Agreement is required between the Leader of the Opposition and the President for the appointment of the Commissioner of Police, the Chief Justice and the Chancellor of the Judiciary. The Constitution requires that there be agreement.
That agreement has not been forthcoming for many years now. Ever since the time when Robert Corbin was the Leader of the Opposition, agreement was not reached on the confirmation of both the Chief Justice and Chancellor of the Judiciary. Robert Corbin is no longer the Leader of the Opposition. There is a new Leader of the Opposition. Yet there remains no agreement on the appointment of the two top positions in the judiciary.
In fact it was reported that during the consultations on the appointment of the Chief Justice and the Chancellor, it was proposed by the Leader of the Opposition that there be a process that would involve persons being interviewed for the job.
This does not necessarily mean that the Leader of the Opposition was opposed to the confirmation of the acting Chief Justice and acting Chancellor. Instead, it was indicated that what was being suggested was a process that would allow for the best persons for those two top positions to be found.
The Constitution, however, does not speak to any panel. It speaks to agreement between the President and the Leader of the Opposition. It is part of a process of constitutional change, intended to give the opposition a more meaningful role in certain appointments. It is power-sharing through consensus. Like other consensual mechanisms, this one has failed. It has led to gridlock.
The suggestion of a panel does not help break the gridlock that arose over the appointment of these two positions. Let us perchance suppose that the proposed panel throws up some names. What happens then if there is no agreement amongst the country’s foremost political leaders? It effectively makes a mockery of the process. On the other hand, if there is gridlock on the appointment, then a way has to be found to break the gridlock.

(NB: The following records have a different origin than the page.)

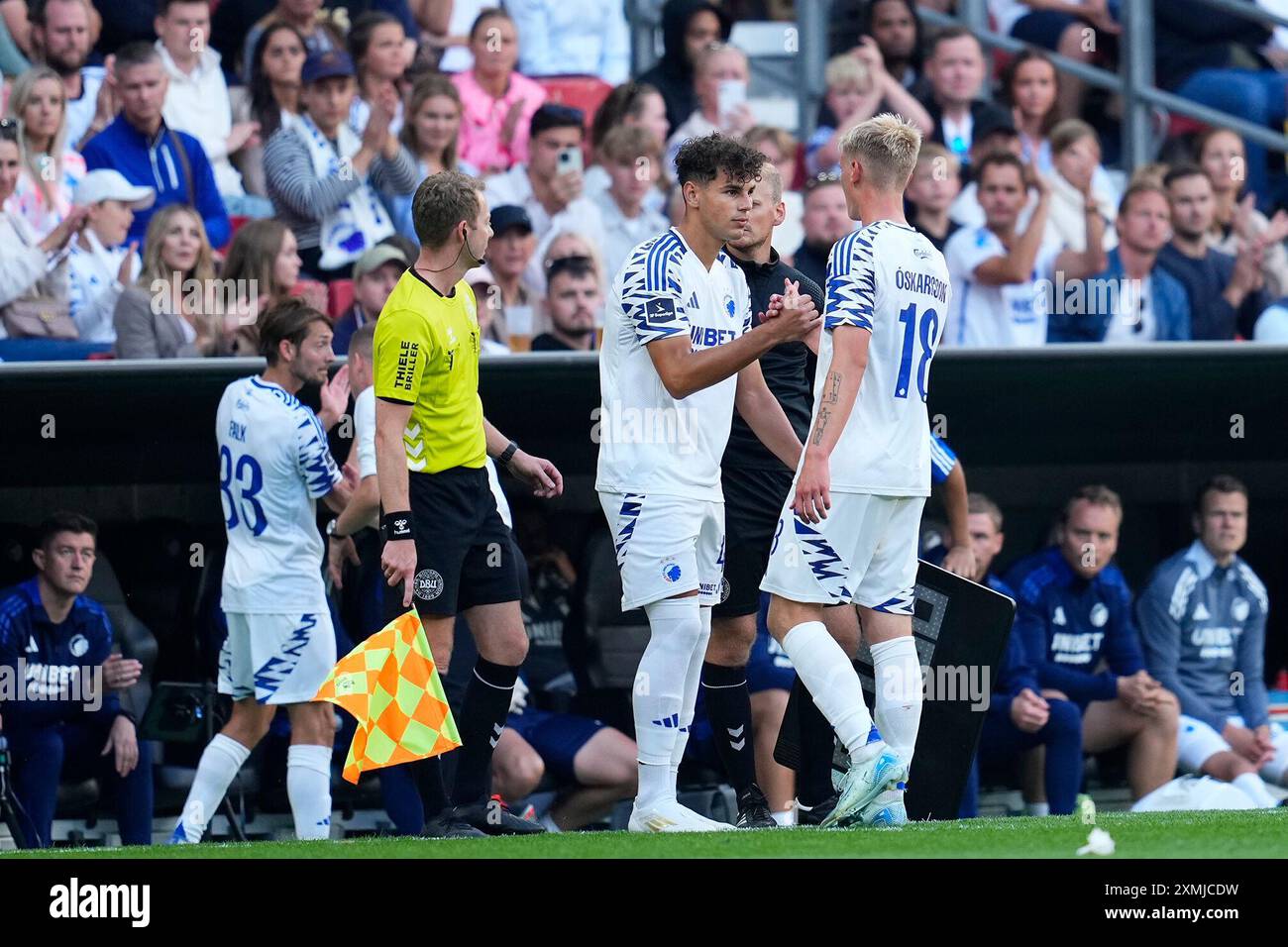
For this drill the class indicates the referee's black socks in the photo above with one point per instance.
(724, 690)
(483, 711)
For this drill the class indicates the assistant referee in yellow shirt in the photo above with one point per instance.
(445, 541)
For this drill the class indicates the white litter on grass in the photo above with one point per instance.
(1099, 843)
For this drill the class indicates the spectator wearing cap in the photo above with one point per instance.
(956, 69)
(323, 176)
(574, 305)
(858, 86)
(51, 166)
(585, 38)
(374, 277)
(688, 27)
(101, 263)
(150, 154)
(553, 197)
(497, 102)
(632, 158)
(307, 16)
(196, 98)
(720, 78)
(500, 290)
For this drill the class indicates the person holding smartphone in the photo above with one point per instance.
(549, 185)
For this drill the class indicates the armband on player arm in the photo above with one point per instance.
(397, 526)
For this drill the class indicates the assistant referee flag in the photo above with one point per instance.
(390, 685)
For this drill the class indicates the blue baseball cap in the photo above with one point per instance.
(320, 65)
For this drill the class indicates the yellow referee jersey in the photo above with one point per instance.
(426, 355)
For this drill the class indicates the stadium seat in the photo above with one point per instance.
(339, 298)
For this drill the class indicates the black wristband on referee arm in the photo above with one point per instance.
(397, 526)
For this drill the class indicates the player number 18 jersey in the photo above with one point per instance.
(889, 279)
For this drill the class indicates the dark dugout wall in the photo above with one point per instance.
(133, 442)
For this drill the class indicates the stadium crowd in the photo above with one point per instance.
(171, 170)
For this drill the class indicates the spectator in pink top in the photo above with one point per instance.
(497, 103)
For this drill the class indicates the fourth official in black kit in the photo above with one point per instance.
(755, 483)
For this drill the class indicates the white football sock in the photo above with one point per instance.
(833, 684)
(675, 630)
(692, 682)
(219, 763)
(898, 684)
(1250, 787)
(308, 787)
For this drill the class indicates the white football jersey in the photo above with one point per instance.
(273, 464)
(987, 316)
(648, 441)
(889, 279)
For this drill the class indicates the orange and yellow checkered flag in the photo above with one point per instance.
(390, 685)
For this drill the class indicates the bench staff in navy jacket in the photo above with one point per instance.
(53, 642)
(1203, 622)
(1073, 615)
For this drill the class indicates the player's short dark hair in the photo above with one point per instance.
(1219, 483)
(1181, 171)
(63, 521)
(700, 159)
(1095, 493)
(441, 202)
(364, 341)
(286, 321)
(997, 158)
(137, 53)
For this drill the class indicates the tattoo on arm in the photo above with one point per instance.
(829, 397)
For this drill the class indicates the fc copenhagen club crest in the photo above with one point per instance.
(428, 585)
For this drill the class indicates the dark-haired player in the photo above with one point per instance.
(679, 354)
(273, 466)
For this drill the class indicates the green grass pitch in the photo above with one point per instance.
(1257, 834)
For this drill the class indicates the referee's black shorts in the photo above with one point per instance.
(464, 553)
(752, 501)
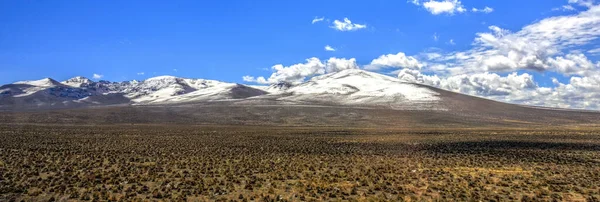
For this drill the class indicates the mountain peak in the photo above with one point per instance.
(45, 82)
(77, 81)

But why should there be gridlock? Gridlock only arises if there can be no agreement, and this can only result if the candidates proposed by the President are not agreed to by the Leader of the Opposition and vice versa. This can be the only basis for gridlock. In other words, why would there be a need to find the best person other than if the existing appointees are not considered as the best persons?
The opposition says that its proposal for a panel to interview candidates for the posts is to ensure that the best persons for the two positions are found. This is why it is saying it proposes a panel as a means to break the gridlock. But is it not at the same time implicitly saying that the best persons cannot be found between the two leaders at the moment? Since the government is proposing the two incumbents and the opposition is proposing a panel to interview candidates, it can only mean that the opposition does not view the President’s nominees as the best candidates, or it wants a wider process to satisfy itself that the best candidates are found.

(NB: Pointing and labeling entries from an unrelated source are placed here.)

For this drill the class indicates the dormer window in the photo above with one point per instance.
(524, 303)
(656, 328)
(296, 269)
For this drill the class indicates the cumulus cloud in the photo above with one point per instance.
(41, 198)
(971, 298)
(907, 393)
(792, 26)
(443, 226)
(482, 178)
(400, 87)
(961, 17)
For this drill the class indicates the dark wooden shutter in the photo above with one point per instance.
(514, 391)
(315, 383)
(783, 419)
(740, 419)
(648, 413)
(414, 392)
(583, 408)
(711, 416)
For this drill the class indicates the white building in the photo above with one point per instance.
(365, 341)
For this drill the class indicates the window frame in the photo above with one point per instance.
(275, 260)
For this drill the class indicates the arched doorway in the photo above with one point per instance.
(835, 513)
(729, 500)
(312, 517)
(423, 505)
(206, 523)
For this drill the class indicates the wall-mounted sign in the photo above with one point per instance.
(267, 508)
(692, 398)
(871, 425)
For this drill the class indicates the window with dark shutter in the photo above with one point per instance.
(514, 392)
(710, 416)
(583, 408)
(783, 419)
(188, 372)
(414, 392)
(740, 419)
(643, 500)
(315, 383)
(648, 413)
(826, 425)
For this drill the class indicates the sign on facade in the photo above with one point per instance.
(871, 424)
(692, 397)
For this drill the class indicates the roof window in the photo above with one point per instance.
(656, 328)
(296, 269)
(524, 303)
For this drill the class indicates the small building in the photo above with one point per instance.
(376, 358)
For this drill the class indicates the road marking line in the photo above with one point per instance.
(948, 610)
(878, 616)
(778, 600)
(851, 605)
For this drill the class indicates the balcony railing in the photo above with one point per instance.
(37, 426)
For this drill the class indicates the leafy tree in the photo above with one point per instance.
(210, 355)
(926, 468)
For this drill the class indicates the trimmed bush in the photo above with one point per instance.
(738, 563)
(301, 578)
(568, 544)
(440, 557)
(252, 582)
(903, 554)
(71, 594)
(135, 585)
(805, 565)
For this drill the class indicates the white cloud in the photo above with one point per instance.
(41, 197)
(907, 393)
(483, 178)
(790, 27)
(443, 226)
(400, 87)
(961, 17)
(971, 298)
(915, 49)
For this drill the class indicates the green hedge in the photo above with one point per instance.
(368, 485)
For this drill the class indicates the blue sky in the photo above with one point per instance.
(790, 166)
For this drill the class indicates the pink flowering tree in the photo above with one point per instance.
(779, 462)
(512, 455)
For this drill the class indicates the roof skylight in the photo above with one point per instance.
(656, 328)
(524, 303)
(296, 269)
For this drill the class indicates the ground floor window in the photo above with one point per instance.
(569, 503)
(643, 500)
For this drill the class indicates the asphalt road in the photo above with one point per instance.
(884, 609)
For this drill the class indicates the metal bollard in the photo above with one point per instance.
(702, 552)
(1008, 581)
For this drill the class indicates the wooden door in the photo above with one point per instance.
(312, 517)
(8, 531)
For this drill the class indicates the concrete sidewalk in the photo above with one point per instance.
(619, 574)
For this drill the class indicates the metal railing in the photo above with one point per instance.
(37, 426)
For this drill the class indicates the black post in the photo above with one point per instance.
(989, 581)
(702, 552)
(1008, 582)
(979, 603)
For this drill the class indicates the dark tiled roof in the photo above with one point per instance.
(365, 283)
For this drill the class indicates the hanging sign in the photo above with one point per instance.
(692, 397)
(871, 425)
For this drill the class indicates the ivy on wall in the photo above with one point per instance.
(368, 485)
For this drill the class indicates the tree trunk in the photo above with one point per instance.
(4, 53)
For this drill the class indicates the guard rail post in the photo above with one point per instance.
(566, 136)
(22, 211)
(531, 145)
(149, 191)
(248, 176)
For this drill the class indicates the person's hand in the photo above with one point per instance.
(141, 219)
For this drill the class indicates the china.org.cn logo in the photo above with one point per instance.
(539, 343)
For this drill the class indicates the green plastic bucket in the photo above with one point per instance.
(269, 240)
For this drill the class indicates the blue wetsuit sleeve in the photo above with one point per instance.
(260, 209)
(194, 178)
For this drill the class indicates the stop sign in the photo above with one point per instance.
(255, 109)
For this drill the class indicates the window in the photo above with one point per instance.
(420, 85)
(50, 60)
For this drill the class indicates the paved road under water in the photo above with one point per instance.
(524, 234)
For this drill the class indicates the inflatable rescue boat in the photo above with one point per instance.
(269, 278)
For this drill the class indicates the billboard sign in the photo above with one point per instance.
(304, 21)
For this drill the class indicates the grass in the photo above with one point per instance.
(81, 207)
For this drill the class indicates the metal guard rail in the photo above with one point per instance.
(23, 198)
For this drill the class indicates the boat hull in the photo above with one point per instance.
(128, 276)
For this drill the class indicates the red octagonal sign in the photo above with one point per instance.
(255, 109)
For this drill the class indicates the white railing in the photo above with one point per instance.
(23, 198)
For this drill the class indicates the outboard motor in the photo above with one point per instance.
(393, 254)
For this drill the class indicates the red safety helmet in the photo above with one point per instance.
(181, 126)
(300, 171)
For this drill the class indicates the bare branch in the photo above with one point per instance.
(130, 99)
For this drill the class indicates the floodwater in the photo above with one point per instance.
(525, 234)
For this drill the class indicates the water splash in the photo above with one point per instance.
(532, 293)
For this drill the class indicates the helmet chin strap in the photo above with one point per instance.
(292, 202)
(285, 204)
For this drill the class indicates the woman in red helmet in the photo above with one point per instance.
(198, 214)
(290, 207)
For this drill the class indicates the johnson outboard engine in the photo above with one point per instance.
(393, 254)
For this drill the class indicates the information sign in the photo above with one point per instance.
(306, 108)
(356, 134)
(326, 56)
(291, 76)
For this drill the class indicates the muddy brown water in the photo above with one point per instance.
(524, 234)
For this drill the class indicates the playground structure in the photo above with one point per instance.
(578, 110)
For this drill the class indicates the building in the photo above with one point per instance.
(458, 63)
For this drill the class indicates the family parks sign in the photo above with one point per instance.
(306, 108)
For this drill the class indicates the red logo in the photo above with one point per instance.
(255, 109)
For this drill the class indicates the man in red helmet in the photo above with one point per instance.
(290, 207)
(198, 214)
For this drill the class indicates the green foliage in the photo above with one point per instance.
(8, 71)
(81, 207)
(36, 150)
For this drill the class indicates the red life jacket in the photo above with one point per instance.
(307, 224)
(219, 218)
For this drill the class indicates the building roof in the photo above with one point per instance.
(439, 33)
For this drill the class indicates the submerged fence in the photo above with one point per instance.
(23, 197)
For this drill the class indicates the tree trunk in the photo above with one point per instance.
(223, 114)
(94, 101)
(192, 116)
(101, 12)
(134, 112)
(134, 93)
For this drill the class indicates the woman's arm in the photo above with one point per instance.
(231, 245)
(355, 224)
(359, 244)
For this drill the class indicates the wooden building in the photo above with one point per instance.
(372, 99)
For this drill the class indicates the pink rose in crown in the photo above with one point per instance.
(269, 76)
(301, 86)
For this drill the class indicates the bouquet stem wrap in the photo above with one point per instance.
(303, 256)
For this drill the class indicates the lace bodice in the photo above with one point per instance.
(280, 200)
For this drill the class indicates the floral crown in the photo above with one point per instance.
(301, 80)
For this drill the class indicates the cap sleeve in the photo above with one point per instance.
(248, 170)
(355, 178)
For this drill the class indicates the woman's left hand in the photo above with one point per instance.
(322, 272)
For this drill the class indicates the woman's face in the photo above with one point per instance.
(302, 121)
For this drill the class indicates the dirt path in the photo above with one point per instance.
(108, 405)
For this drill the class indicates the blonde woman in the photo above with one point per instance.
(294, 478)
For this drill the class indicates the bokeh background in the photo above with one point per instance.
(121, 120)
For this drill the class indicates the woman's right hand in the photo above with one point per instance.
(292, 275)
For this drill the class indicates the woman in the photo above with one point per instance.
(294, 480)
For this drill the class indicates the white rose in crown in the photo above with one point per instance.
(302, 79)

So it has to be one of two things. Either the opposition is not in agreement with the two candidates, or it wants a wider process to ensure that the best person is selected. But as mentioned before, what happens if that process turns up names on which there is no agreement? Gridlock ensues again.

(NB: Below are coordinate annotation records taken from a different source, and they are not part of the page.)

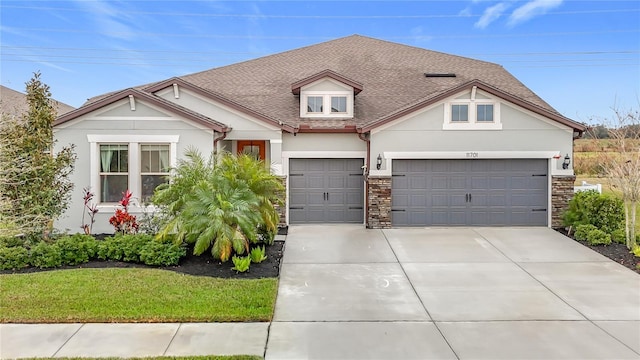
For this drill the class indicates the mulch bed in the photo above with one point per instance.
(616, 252)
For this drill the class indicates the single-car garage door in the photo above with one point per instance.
(326, 191)
(480, 192)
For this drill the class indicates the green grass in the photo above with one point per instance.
(132, 295)
(212, 357)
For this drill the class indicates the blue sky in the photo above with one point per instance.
(582, 57)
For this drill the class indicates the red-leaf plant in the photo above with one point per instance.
(92, 210)
(122, 221)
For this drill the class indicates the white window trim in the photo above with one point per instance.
(134, 161)
(472, 124)
(326, 104)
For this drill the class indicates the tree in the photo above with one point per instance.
(623, 170)
(34, 182)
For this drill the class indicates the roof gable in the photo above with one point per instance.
(296, 86)
(468, 86)
(218, 98)
(157, 101)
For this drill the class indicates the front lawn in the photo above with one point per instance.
(132, 295)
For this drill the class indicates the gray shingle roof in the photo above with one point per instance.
(391, 75)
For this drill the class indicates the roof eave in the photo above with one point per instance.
(209, 123)
(219, 98)
(577, 127)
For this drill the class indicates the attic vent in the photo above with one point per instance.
(439, 75)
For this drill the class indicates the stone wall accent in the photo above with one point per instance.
(379, 194)
(282, 209)
(561, 193)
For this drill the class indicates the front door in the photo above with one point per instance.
(255, 148)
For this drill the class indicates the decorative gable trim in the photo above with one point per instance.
(577, 127)
(296, 86)
(131, 95)
(176, 82)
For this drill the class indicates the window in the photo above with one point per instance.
(338, 104)
(114, 171)
(329, 104)
(460, 113)
(484, 113)
(129, 161)
(314, 104)
(154, 168)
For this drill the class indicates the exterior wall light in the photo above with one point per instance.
(566, 162)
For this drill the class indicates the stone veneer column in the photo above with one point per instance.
(561, 193)
(282, 209)
(379, 194)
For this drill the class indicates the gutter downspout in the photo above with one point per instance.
(366, 137)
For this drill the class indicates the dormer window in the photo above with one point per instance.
(338, 104)
(333, 103)
(326, 95)
(473, 110)
(314, 104)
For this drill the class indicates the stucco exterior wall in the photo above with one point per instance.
(322, 142)
(130, 125)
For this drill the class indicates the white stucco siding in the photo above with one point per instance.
(244, 127)
(133, 128)
(322, 142)
(521, 131)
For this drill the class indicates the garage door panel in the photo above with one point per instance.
(326, 191)
(503, 192)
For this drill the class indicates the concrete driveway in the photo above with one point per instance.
(451, 293)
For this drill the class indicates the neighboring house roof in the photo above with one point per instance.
(155, 100)
(14, 103)
(389, 79)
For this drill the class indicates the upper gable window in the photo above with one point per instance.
(326, 98)
(472, 111)
(338, 104)
(314, 104)
(459, 113)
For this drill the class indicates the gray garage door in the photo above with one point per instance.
(326, 191)
(478, 192)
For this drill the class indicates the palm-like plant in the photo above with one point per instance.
(244, 169)
(220, 205)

What makes the situation all the more interesting is that while the opposition broached this proposal for a panel to interview candidates for the position of Chancellor and Chief Justice, it was presented with the opportunity to do the same in relation to the appointment of the Commissioner of Police.
How strange it is that the opposition did not call for a panel to be empanelled to consider suitable applications for the position of Commissioner of Police. Indeed the opposition claimed that the acting Commissioner was the best man for the job. It found the best man without having to go to a panel. Therefore why can it not find the best jurists for the positions of Chief Justice and Chancellor without also having to go to a panel?
The opposition has a lot of questions to answer about the swiftness with which they moved to agree on the appointment of the Commissioner of Police, even while they held on to the position that for the positions of Chief Justice and Chancellor of the Judiciary, a panel should be established to find the best persons for the job.